ODG has a long history working with the US government making military grade night vision goggles and is still continuing to work with the government on various projects. It's a proud company in downtown San Francisco that employs a almost a hundred engineers and creators, with Osterhout smack dab in the middle of it all.
The man clearly knows the tech industry and has 32 years worth of ideas about augmented reality in terms of what the people want. Because of his experience, he says people have wondered why he didn't get in the game sooner. His answer? The iPhone. Or more specifically, what the iPhone meant for components.
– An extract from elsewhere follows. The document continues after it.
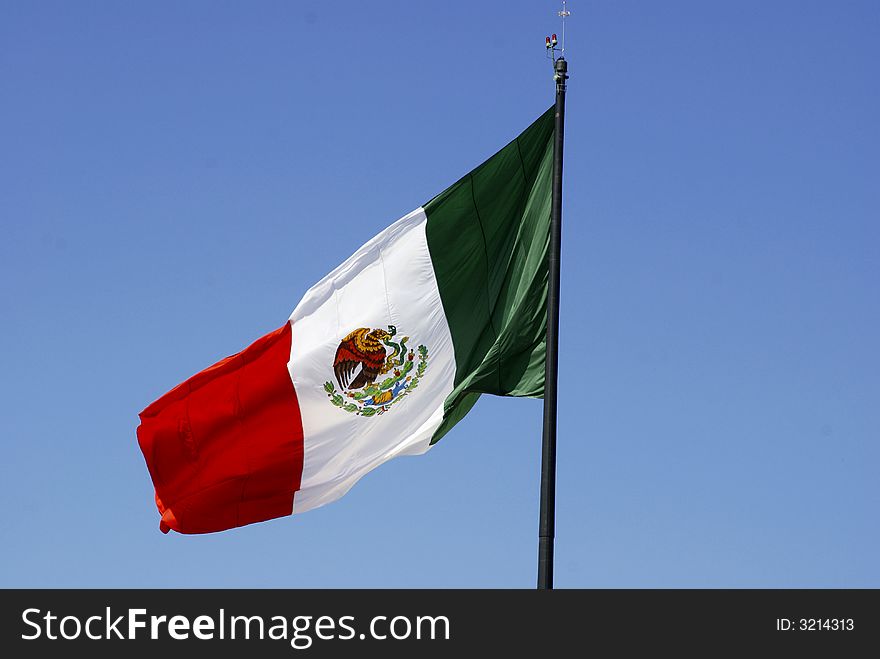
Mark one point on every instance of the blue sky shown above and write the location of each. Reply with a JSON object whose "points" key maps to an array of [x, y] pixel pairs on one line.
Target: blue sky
{"points": [[174, 176]]}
"Until the iPhone really came out in 2007, there was no phenomenally high volume in cellular devices, or what you call a true smartphone. The more simplistic, cute very functional phones like the analog (were around), then it went digital - which Nokia did a very good job at making consumer phones - but until you got into a real smartphone with complexity, that has a lot more processing power and more memory, and everything - you didn't have an ability to have a market that would drive the component cost down.
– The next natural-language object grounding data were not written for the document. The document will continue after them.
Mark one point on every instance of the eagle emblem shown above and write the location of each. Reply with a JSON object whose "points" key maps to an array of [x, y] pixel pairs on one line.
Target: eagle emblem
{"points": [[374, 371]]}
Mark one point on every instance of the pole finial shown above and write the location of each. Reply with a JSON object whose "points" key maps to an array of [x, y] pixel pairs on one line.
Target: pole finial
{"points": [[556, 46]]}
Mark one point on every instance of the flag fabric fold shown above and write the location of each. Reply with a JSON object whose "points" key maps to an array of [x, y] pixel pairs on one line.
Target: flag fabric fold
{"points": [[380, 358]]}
"Take eight years ago, how much was 4GB of memory? How much would a dual-core or quad core processor cost? Oh my. You're talking big money...overall component costs wouldn't allow you to come out with a consumer product."
Until the iPhone launched, creating demand for the handset thus set off a chain of events that eventually lowered costs for the guts of the phone making it cheaper for everyone else in the industry too. This in the end, allowed Osterhout to stop thinking about creating the glasses, and start making them especially since he felt like it'd be easier for the public to buy them.
"Having a display on your head with microprocessors is not a new idea at all. The whole point is, you can have the greatest idea in the world, and if you can't make it at a price people can afford, forget it."
Still, it's taken some time for the glasses to get made and the R-7's have stayed firmly in the enterprise sector. The prices could change in the future of course, but for now the R-7's are selling on the higher end at $2,750, which is more than Glass's $1,500 but less than HoloLens' $3000.
Osterhout justifies the price by saying it's a process. The design has to be just right, and it has to have the power of a tablet - except on your face. He also says if they can really do what's promised, people will pay up.